Cinco Ranch Aggie said:
I do love Zimmer's work. Truly, with scores to Interstellar, Man of Steel, Dune, The Dark Knight trilogy, No Time to Die, and Gladiator among my favorites. But even as great as he is, he cannot hold a candle to John Williams. JW's work is often a strong complement to the movie, in that he tells the story through his notes that you could identify with even if you didn't have the visuals to accompany the music. I have never gotten that from any other composer, including Zimmer.
Just going off instant recall and not looking anything up, I had a hard time coming up with a decent list of Zimmer's work, but for Williams I can easily list more than I did for Zimmer.

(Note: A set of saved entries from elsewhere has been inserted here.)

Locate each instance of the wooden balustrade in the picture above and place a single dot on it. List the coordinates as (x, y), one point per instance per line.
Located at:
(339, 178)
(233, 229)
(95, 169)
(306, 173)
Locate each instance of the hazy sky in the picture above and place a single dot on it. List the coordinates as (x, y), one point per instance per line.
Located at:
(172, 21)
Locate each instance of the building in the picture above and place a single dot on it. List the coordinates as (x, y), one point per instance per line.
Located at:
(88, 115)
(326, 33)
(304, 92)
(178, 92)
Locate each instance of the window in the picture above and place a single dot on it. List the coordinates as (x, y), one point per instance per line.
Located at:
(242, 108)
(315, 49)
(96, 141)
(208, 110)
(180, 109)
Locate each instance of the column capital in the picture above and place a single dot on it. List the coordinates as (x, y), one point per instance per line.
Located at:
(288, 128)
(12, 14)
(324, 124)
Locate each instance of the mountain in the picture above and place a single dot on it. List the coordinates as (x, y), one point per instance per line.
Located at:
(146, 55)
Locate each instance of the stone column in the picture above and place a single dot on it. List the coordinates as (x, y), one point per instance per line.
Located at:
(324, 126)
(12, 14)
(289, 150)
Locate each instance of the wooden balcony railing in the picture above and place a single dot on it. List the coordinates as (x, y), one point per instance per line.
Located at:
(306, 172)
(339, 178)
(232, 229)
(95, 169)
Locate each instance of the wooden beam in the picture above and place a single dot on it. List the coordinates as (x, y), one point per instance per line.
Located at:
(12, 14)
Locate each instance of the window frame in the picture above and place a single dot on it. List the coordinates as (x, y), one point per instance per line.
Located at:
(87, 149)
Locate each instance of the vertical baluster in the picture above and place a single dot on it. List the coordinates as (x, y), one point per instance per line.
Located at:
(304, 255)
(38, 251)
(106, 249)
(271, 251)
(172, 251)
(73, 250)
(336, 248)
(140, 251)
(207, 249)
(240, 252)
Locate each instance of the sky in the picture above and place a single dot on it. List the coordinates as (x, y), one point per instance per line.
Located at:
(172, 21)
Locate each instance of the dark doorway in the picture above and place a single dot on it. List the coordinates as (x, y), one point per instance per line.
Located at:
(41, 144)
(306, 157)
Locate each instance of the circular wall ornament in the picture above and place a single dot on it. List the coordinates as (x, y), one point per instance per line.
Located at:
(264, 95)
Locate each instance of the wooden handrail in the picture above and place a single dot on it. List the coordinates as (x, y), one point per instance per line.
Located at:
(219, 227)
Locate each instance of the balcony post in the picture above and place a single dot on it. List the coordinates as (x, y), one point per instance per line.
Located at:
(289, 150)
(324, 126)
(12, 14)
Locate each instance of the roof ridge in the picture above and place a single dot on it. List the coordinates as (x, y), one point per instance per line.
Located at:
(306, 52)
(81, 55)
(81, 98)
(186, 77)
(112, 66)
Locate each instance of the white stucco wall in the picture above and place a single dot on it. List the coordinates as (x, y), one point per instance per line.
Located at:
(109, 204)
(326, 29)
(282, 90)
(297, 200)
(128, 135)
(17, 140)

I think they are too different for me to say that Williams is that much greater than Zimmer. Williams is more classical in his compositions, while Zimmer is more contemporary. I think the results from both are excellent and tell wildly different stories. I would not want a Zimmer score over an Indiana Jones movie, and I would not want a Williams score over something like Inception. Just two different soundscapes needed for those films. I do think Williams is the better composer, though. Just that it's much closer for me.
One of the things that I think is kind of cool about both of these guys is that someone might try and belittle their work because they make movie scores; however, that's essentially what some of the greatest composers ever did. It's just that the movies of that day were operas. Wagner, Mozart, Handel, all those dudes were essentially scoring movies. Granted, Williams isn't writing arias for the actors to sing, but you know what I mean.